Had you made special supermoon-eclipse arrangements ahead of time? 
It didn’t even occur to me that one could make eclipse arrangements until around 6 PM that night. I texted a friend with a good roof who lives down the street, but she was working on a deadline and rightly had no time for the moon.


How did you feel during the eclipse?
This whole week has been amazing––it’s felt so positive––but who knows if that’s moon related. I’ve been reading a lot of astrology blogs too, and all the big-shot astrologers on the Internet seem to agree: it’s a great time to be a Virgo. The only problem is that I can’t tell if it’s a chicken or an egg thing, like maybe what I’m experiencing is an astrological placebo effect of sorts. I guess it doesn’t matter. I feel rejuvenated, like I can finally put to rest my shit year.

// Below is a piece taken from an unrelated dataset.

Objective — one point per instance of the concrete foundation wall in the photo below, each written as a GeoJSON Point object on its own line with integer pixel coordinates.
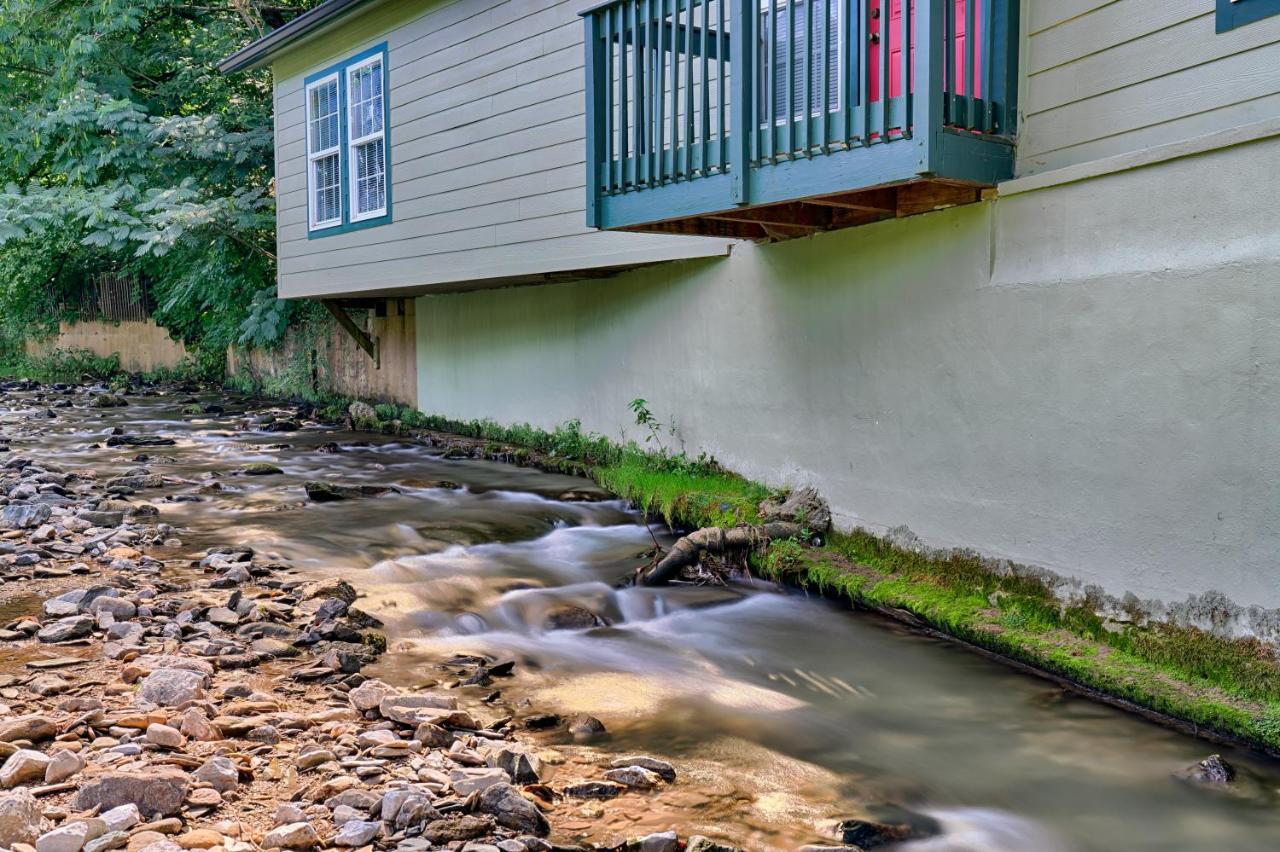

Did you listen to any music? 
I listened to Bonnie Tyler’s “Total Eclipse of the Heart” about three times.


How do you think your life will be different now that you have had this experience? 
I’m treating the eclipse as an unofficial new year. So long, suckers!


Where or how or with whom do you hope to spend your next lunar eclipse?
I’ll let the moon do the planning.



Photo from cnn.com

Jana, a postdoctoral fellow in astrophysics at the American Museum of Natural History, NYC


Where were you when you watched the eclipse? 
Sitting at an open air counter facing the street at a bar in Park Slope. We could see the Moon just over the buildings.


Who were you with? 
Two friends, one of whom happens to also be an astronomer.


How did you feel during the eclipse?
Our conversation would wander, then someone would point out when the moon became visible between the clouds and comment on how the eclipse was progressing. I liked the idea that it was our (the world’s collective) shadow creating an effect on a celestial object. The Earth’s influence on what we see in the sky is often subtle, but this forces you to conceive of the universe as a three dimensional space in which we take up volume.


The feeling reminded me of the first time I stargazed in a truly dark place and saw the plane of the Milky Way. Though you can’t directly perceive the three dimensionality of the galaxy, that was the first time I could sense the orientation of the galactic plane and understand what I was seeing, and had a sense of understanding how I was embedded in it.


Did you listen to any music?
90s hits from the bar. At one point we were rick rolled.


How do you think your life will be different now that you have had this experience?
I don’t know if it will be different, though it was a fun thing to see.


Where or how or with whom do you hope to spend your next lunar eclipse?
Part of what made this event special was spending it with friends and just relaxing and observing. I am usually helping with a public viewing during any major celestial event, so next time I’ll probably be doing that.


By the way, I am very excited for the August 21st, 2017 total solar eclipse, which will be visible from most of the US. This will be a huge event. Mark your calendars.